Two additional criticisms of educational alternatives are common.

First, alternatives weaken the public school system; and second, they harm children.

The first argument assumes that dissenting parents should support and strengthen a social institution they believe damages their children. Their "social obligations" are placed in conflict with their parental responsibilities. No such conflict exists. Parents who use their own judgment and money in educating their children deprive no other parent of that same right. If public schools, with all their advantages, cannot compete with free market options, then they deserve to weaken because children deserve better.

The second criticism is that educational alternatives harm children.

In the ‘80s, when homeschooling appeared on the social radar, it was closely associated with the Religious Right. Homeschoolers were viewed as extremists and unqualified amateurs. As homeschooling entered the mainstream and a generation of homeschooled children scored well on tests,  public suspicion faded.

The accusation of harm shifted. Homeschooling is now said to mask child abuse. This was the message clearly implied by an Oct. 14 CBS News two-part report entitled "A Dark Side to Homeschooling." The report created a furor of protest in the homeschooling community; it also encouraged politicians to call for anti-homeschooling legislation.

JWR columnist  Michelle Malkin examined a push for legislation in New Jersey. Four adopted boys were found to be starving although child welfare officials claimed to have visited the home no fewer than 38 times.
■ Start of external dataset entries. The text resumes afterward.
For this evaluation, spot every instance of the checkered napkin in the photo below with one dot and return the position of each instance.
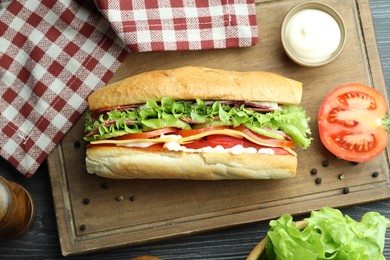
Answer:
(166, 25)
(53, 54)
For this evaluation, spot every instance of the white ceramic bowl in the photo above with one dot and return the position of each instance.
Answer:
(318, 6)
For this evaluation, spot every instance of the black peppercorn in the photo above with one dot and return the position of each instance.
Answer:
(105, 185)
(325, 163)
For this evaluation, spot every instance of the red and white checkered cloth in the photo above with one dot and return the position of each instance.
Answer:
(53, 54)
(166, 25)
Rather than condemn the bureaucracy, politicians blamed the fact that the foster parents had homeschooled. Thus, all New Jersey homeschoolers may be subjected to indignities like criminal background checks and obstacles like health regulations more stringent than those imposed on public schools.

Malkin concluded, "God forbid children be taught by their own parents without oversight from the all-knowing, all-caring, infallible … child welfare-public school monopoly!"

With apprenticeships, the concept of harm often draws upon the specter of "child labor" even though modern apprenticeships bear no resemblance to the 19th century images that arise at the sound of that term. Apprentices entering programs in the U.S., for instance, must be at least 16 years old. Moreover, apprenticeship as alternative education was established as a matter of parental and religious liberty by the court case Wisconsin v. Yoder (1972).

The case addressed the Amish and Mennonite tradition by which children were employed from age 14 to 16 on the family farm or in a family occupation, like carpentry, instead of going to school as the law usually requires. The court found that such employment did not constitute harm. Today, these apprenticeships remain a de facto exception to child labor laws and open the door to other exceptions.

My purpose is not to dispute with parents who send their children to public schools. I believe the system is a brutal failure, but parents must decide for themselves. I advocate extending alternatives far beyond the typical private versus public school debate, and even beyond homeschooling.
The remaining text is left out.